Question 9
Domain 2 — AI Operations, Lifecycle, and Control EnvironmentAn auditor evaluates a large language model deployment and discovers the system uses Retrieval-Augmented Generation with a vector database containing proprietary company documents. Security testing reveals that carefully crafted prompts can extract verbatim passages from the vector database that should not be disclosed to certain user groups. Which OWASP Top 10 for LLM risk category does this vulnerability represent? (Select one!)
Correct answer: C
Explanation
This fits OWASP LLM06, “Sensitive Information Disclosure through unauthorized data retrieval,” because the model can be induced to return “verbatim passages” from a vector database containing proprietary documents.
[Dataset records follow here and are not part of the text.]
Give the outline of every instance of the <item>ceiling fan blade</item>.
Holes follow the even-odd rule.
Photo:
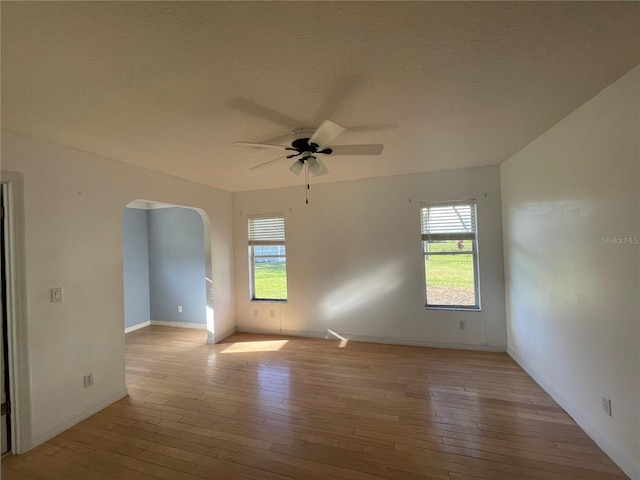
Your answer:
[[[315,143],[319,149],[324,148],[331,140],[336,138],[345,129],[332,122],[331,120],[325,120],[320,124],[313,136],[309,139],[309,144]]]
[[[309,162],[309,175],[312,177],[319,177],[327,173],[329,173],[329,169],[322,160],[316,158]]]
[[[331,155],[380,155],[384,145],[370,143],[361,145],[332,145]]]
[[[287,156],[284,155],[283,157],[274,158],[273,160],[269,160],[268,162],[260,163],[260,164],[254,166],[254,167],[249,168],[249,170],[255,170],[256,168],[266,167],[267,165],[271,165],[272,163],[276,163],[278,160],[282,160],[283,158],[287,158]]]
[[[284,145],[275,145],[273,143],[233,142],[233,144],[253,148],[286,148]]]

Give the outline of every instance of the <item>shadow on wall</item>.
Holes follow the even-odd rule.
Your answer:
[[[135,200],[122,215],[125,333],[201,328],[214,338],[211,228],[196,208]]]

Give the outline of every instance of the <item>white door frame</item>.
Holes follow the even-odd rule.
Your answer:
[[[24,211],[22,175],[2,172],[4,202],[5,275],[7,284],[7,348],[11,453],[31,448],[29,356],[27,355],[26,288],[24,276]]]

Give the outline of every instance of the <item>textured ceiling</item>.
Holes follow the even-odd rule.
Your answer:
[[[1,3],[2,127],[230,191],[495,165],[640,63],[636,2]]]

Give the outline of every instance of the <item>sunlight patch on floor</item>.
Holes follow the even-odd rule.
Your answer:
[[[236,342],[220,353],[277,352],[289,340],[265,340],[261,342]]]

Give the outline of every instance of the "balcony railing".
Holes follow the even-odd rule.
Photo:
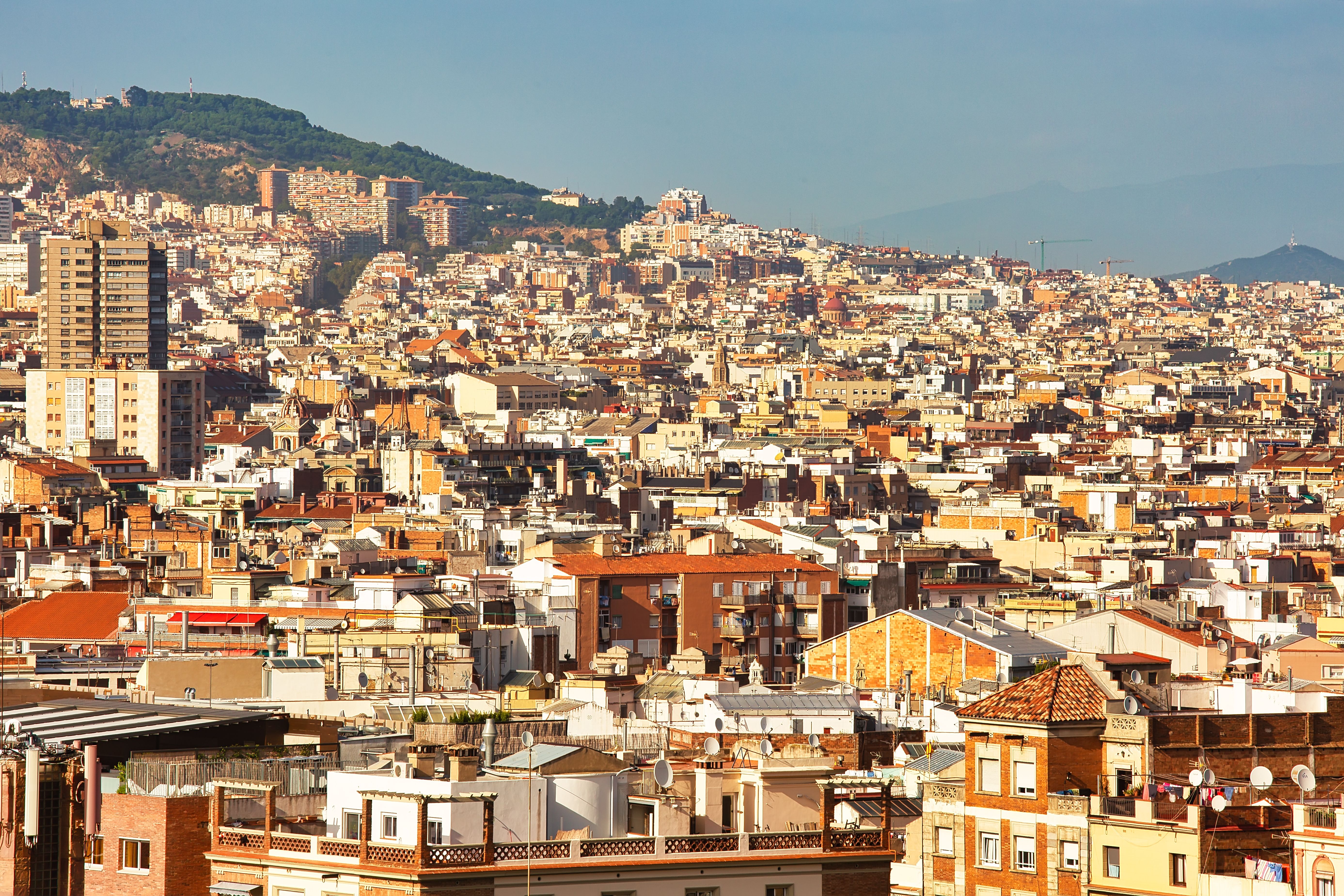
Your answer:
[[[880,827],[832,829],[833,852],[905,852],[899,832],[890,841]],[[622,857],[634,861],[660,862],[668,856],[715,853],[719,856],[749,856],[753,853],[817,853],[823,852],[823,832],[758,832],[689,834],[675,837],[610,837],[599,840],[550,840],[535,844],[425,844],[419,849],[410,844],[362,842],[339,837],[288,834],[271,832],[270,837],[255,827],[220,826],[215,833],[216,849],[231,853],[290,853],[340,865],[379,865],[396,868],[469,868],[476,865],[511,865],[531,861],[564,864],[587,858]],[[363,857],[362,857],[363,853]]]

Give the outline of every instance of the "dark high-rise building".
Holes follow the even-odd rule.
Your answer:
[[[168,368],[167,244],[120,220],[79,222],[42,247],[42,365]]]

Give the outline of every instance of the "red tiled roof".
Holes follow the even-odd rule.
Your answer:
[[[0,615],[0,630],[5,638],[105,641],[117,635],[126,606],[125,591],[55,591]]]
[[[1102,721],[1106,692],[1082,666],[1055,666],[957,711],[962,719]]]
[[[574,576],[594,575],[676,575],[677,572],[831,572],[792,553],[641,553],[603,557],[595,553],[566,553],[552,560],[556,570]]]

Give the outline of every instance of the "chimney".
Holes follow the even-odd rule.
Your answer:
[[[448,764],[449,780],[476,780],[476,771],[480,767],[480,751],[470,744],[457,744],[444,751]]]
[[[415,778],[434,776],[434,754],[437,751],[438,747],[430,743],[413,743],[406,748],[406,763],[411,767]]]

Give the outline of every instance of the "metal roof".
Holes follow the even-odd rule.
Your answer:
[[[317,657],[271,657],[271,669],[323,669],[323,661]]]
[[[532,747],[531,767],[540,768],[542,766],[548,766],[556,759],[563,759],[571,752],[578,752],[582,747],[569,747],[566,744],[535,744]],[[503,759],[496,759],[496,766],[504,766],[505,768],[527,768],[528,767],[528,751],[519,750],[512,756],[504,756]]]
[[[23,723],[26,733],[31,732],[43,740],[103,743],[258,721],[270,715],[246,709],[202,709],[112,700],[44,700],[9,707],[3,713],[3,721]]]
[[[712,693],[706,695],[723,712],[745,716],[785,716],[790,712],[857,712],[859,701],[852,695],[833,693]]]

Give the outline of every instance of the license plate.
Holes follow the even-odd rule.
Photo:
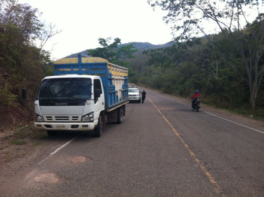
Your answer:
[[[58,129],[65,129],[65,125],[57,125],[56,128]]]

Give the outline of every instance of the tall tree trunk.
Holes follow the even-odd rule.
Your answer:
[[[249,108],[251,110],[255,110],[256,99],[258,93],[258,79],[255,79],[251,87],[250,87],[249,96]]]

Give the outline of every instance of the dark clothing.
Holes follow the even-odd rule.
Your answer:
[[[196,96],[198,96],[199,98],[201,98],[201,95],[199,93],[195,93],[193,96],[192,97],[192,98],[193,99],[193,100],[192,100],[192,107],[194,108],[194,105],[195,103],[195,101],[196,101]]]
[[[147,94],[147,93],[146,93],[146,92],[145,92],[144,90],[143,90],[143,92],[141,93],[141,95],[142,95],[141,100],[142,100],[142,103],[144,102],[144,101],[145,100],[145,98],[146,98],[146,94]]]

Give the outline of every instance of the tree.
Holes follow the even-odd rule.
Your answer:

The risk is disclosure of information to users who “should not be disclosed” those passages, which is exactly unauthorized retrieval of sensitive data.
Why each option is right or wrong
A. LLM10 Model Theft through extraction of proprietary training data
B. LLM01 Prompt Injection through indirect injection via RAG document manipulation
C. LLM06 Sensitive Information Disclosure through unauthorized data retrieval
OWASP Top 10 for LLMs classifies this under LLM06 when an attacker can induce the system to return protected content from connected knowledge stores, including RAG/vector databases, rather than merely generating a hallucination. The key facts are the “verbatim passages” coming from proprietary documents and the disclosure to user groups that are not authorized to see them, which is unauthorized data retrieval of sensitive information.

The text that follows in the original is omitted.